March 8, 2009


1. Is Ray LaMontagne in heavy rotation on your iPod? If not, do you believe, as this reviewer does, that he sounds like a cross between Michael McDonald and John Mayer? I can totally see his point but, unlike the blogger, actually think that'd be a less-than-horrible thing. Bad taste on my part? Whatever...Ray sounds like he's from a few decades ago - and looks that way too. Love him. Anyone else a fan? Check out his performance on last night's SNL here.

2. Moms in America - particularly in L.A. - take note: Prophylactics are never an appropriate Christmas gift. Unless they're the invisible, unspoken, don't ask/don't tell kind. Well no, not even then. Gross, Zac Efron. I suppose I could thank you for raising a difficult topic of discussion amongst your tween fans and their parents, but instead I'll remind you that they're tweens. You've tacitly admitted that you and your equally unable-to-legally-drink girlfriend are getting to know one another in ways these 12-year-olds shouldn't be. What do you think the readers of Tiger Beat will be discussing after gym class next week??

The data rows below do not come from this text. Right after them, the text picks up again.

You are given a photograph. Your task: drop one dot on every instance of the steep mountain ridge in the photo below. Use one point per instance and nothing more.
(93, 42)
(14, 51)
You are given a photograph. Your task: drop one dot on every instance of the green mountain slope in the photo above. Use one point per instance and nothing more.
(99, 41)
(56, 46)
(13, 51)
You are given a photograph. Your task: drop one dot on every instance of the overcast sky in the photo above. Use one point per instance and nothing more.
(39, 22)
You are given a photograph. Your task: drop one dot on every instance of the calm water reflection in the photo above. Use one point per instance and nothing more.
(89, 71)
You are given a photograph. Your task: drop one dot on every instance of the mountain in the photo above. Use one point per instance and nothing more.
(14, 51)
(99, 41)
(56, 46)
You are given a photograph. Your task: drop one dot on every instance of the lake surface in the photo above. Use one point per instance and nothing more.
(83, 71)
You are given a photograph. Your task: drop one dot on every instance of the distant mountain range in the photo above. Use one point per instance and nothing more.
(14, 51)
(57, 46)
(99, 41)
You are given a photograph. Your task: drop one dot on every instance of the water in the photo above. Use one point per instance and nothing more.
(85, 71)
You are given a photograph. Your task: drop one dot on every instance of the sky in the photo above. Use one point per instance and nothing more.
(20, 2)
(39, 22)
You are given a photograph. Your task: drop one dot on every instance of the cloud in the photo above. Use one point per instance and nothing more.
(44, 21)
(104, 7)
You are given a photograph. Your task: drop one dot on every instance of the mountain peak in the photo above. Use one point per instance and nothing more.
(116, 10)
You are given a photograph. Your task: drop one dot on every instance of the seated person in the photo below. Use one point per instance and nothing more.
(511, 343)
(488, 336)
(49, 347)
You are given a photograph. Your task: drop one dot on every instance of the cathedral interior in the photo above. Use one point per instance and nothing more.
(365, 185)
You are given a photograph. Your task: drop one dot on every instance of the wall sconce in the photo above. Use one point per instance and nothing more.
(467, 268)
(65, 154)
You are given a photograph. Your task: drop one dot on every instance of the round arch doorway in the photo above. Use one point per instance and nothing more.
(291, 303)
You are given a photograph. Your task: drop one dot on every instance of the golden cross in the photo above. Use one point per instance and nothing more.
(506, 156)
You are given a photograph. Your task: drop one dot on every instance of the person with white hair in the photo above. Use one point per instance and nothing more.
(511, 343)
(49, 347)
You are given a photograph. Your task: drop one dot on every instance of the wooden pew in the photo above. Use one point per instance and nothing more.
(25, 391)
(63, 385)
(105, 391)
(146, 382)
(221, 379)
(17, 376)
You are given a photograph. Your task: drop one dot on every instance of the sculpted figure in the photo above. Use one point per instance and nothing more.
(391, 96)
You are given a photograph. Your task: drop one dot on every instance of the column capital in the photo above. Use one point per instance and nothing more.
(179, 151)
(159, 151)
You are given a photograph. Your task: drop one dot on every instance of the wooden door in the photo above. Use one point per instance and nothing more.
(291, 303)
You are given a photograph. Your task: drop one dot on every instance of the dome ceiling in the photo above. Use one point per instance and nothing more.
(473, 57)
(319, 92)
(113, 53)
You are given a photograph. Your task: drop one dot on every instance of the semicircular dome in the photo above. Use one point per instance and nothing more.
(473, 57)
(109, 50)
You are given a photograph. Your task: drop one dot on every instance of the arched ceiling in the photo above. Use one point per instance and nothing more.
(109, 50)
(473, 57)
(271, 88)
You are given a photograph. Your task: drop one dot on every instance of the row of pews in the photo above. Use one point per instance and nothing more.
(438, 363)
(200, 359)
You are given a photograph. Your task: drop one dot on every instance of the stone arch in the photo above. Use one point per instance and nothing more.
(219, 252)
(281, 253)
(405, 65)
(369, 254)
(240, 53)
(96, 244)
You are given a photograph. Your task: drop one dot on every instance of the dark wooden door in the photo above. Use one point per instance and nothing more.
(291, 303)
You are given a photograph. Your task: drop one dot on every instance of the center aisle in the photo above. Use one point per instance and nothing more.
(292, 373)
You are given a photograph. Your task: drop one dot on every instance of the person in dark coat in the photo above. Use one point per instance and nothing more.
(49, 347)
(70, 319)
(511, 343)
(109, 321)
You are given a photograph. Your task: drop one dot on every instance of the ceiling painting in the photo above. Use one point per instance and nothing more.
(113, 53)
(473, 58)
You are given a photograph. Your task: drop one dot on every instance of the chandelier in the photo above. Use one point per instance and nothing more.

3. If you'd like to minimize the damage to your reputation that might come along with some embarrassing photos and, say, your boyfriend's mom putting something besides coal in his stocking - take note: Sometimes an extra inch will take you from a shirt to a dress. Alas, sweet Disney star, you've not made the cut here - no pun intended. Add some tights and an inch or two and I'll let it slide. Kudos, however, for your work on the Stairmaster. Nicely done. We'd still notice if you were wearing tights, though!

4. Pomegranate Italian Soda from Whole Foods is delightful. Like a cocktail without the bite or price tag. Recessionistas, enjoy!

5. If a man breaks up with you on national television for another woman he's also dated and broken up with in a remarkably public fashion, keep the ring. The network paid for it, silly girl - sell that thing on eBay and take yourself a nice, long Caribbean cruise. Or, if you still feel compelled to return the ring, don't hand it to him. Let's hope we don't see this bauble on new girl's hand. It wasn't that pretty to begin with, love, and neither was he. If you have no idea what I'm talking about, you don't watch nearly enough TV.

1 comment:

Kathryn Whitaker said...

Nicely put, Anne. I almost always agree with your thoughts and am glad you put them to words so nicely! Keep 'em coming!